I took this shot in the city of 100 lanterns: Hoi An, Vietnam, which is more like the city of 1 million lanterns! I was there shooting an elopement during the Lantern Full Moon Festival, where this historic gem of a city glows with the warmth of thousands of traditional lanterns. It had been in my wish list of destination weddings for years and I wanted a shot which captured the unique atmosphere of the festival and the intimacy of the moment alike.
I shot this photograph on the grounds of Port Lympne Hotel (Kent, UK): a unique country manor with a history of hosting prestigious guests which include the legendary Colonel T.E. Lawrence (better known to some as Lawrence of Arabia) and Sir Winston Churchill. The photograph catches the newlyweds standing under an ancient horse-chestnut tree in the grounds of the manor, enjoying a moment of quiet calm away from their guests just a few minutes after they have made their wedding vows to one another.
This photograph was taken in the loft of a 200-year-old traditional wooden house in the centre of the Vietnamese city of Hoi An during an elopement session. What drove me there was the moody atmosphere of the room and those incredible teal colored walls. The portrait was shot using only natural light, which in this case was a small beam coming in from a small window opening on the roof. I positioned the bride so that the beam would light up her face and left the groom in the shadows to add a level of mystery and romance to the image inspired by the sort of images frequently seen in Film Noir.
This photograph was taken in the breathtakingly beautiful Somerley House (UK), specifically in its majestic private art gallery hall.
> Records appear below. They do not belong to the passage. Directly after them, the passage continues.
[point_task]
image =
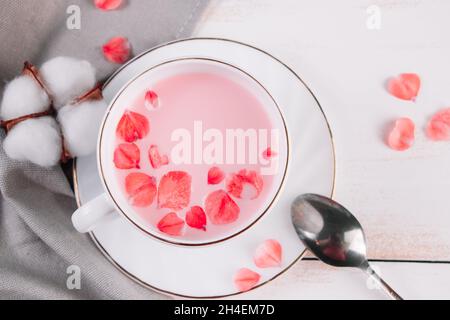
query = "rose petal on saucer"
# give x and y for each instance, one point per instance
(246, 184)
(107, 5)
(401, 136)
(406, 86)
(117, 50)
(220, 208)
(245, 279)
(215, 175)
(174, 190)
(132, 126)
(141, 189)
(438, 128)
(127, 156)
(196, 218)
(171, 224)
(268, 254)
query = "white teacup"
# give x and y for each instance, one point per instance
(114, 200)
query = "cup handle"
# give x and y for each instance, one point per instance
(86, 217)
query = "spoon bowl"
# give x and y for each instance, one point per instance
(333, 235)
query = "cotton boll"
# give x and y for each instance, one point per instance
(67, 78)
(80, 125)
(37, 140)
(23, 96)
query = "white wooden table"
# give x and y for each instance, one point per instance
(402, 199)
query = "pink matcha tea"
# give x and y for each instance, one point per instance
(180, 161)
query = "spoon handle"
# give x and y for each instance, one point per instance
(386, 288)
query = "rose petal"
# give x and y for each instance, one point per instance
(132, 126)
(151, 100)
(215, 175)
(245, 279)
(127, 156)
(268, 254)
(171, 224)
(269, 153)
(438, 127)
(220, 208)
(156, 159)
(406, 86)
(117, 50)
(246, 184)
(401, 137)
(174, 190)
(141, 189)
(196, 218)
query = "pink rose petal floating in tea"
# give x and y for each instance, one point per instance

The way the natural light flowed into the space diffused by the large westerly windows and by the unique frosted panels in the ceiling inspired me to create a bridal portrait in motion fit for the room it is in. In my photographs, I am always interested in playing with the extremes of shadows and light much like in an oil painting by Rembrandt. This location inspired me to push these games to the limit and try to capture the feeling of this magical place through the power light and shadow have in setting the mood.
This photograph was taken in the Italian Dolomites, where I am from, at the end of a valley which leads to one of the biggest glaciers in Europe. During a few days of summer, the temperature difference from night to day is huge, which means that at sunrise, as sunlight hits the frozen grown, the frost on the frozen ground quickly vanished into an ephemeral rising mist.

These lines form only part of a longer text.